Last month, I took aim at Florida and Kansas for prostelyzing through science standards.

Today the Chronicle of Higher Education reports that the standards front is not the only place where the battle between creationism and evolution is waged. It is also waged in the classroom. According to a recent Penn State survey, one in eight high school biology teachers report teaching creationism as “a valid, scientific alternative” to evolution. Further, one in six believe that “God created human beings pretty much in their present form at one time within the last 10,000 years or so.”

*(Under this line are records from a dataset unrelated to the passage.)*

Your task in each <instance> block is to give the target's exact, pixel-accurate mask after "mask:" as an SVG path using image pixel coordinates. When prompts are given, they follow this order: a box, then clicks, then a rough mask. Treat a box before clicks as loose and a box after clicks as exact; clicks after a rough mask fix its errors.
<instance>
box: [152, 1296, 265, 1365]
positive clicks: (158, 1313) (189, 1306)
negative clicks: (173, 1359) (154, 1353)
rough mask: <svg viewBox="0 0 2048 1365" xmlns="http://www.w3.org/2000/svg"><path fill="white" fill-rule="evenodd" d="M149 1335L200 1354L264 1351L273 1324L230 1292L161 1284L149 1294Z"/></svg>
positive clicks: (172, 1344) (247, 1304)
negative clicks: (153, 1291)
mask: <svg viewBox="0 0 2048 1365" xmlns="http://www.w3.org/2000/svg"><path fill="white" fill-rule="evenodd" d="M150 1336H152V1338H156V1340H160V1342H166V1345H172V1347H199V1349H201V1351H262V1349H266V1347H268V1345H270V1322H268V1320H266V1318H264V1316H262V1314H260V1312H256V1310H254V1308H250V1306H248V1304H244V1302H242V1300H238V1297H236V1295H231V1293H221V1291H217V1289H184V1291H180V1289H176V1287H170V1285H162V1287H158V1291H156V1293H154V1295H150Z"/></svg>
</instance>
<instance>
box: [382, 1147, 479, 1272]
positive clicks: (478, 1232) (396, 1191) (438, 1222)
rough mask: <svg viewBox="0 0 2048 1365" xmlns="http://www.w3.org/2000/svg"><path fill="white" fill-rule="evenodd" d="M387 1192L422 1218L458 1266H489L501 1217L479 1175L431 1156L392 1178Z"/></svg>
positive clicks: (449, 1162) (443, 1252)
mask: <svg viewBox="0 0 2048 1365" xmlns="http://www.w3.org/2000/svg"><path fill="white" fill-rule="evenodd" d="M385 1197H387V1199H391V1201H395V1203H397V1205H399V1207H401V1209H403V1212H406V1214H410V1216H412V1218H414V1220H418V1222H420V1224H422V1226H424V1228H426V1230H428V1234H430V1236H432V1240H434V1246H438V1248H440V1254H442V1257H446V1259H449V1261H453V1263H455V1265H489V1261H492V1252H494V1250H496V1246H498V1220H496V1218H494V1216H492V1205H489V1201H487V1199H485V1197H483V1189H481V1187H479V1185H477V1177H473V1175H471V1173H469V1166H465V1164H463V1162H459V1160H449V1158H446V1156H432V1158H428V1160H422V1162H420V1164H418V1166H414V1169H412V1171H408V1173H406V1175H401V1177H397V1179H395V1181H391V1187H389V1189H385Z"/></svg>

Yikes. I wonder if evolution is taught in theology classes?


  1. Reply


    May 20, 2008

    I wonder if evolution is taught in theology classes?

    It should be taught, or at least discussed. "How do we reconcile faith with (the realities of) science?" is a question that should be taught in theology classes.

    Of course, I'd say it would be appropriate to cover creationism in a science class as well - to discuss and debunk their claims.

  2. Reply

    Sabina's hat

    May 21, 2008

    I went to a religious college in Oregon, and evolution was discussed in the theology classes I took. In fact, I tend to think this is probably not unusual at all. After all, it is not as if Christians who reject evolution think it is of minor importance. In fact, if anything, these Christians often overemphasize its cultural importance, ascribing many of the real and imagined catastrophes of the twentieth century (such as Nazism, feminism, postmodernism, moral relativity, the sexual revolution, etc.) to its success as a scientific "ideology."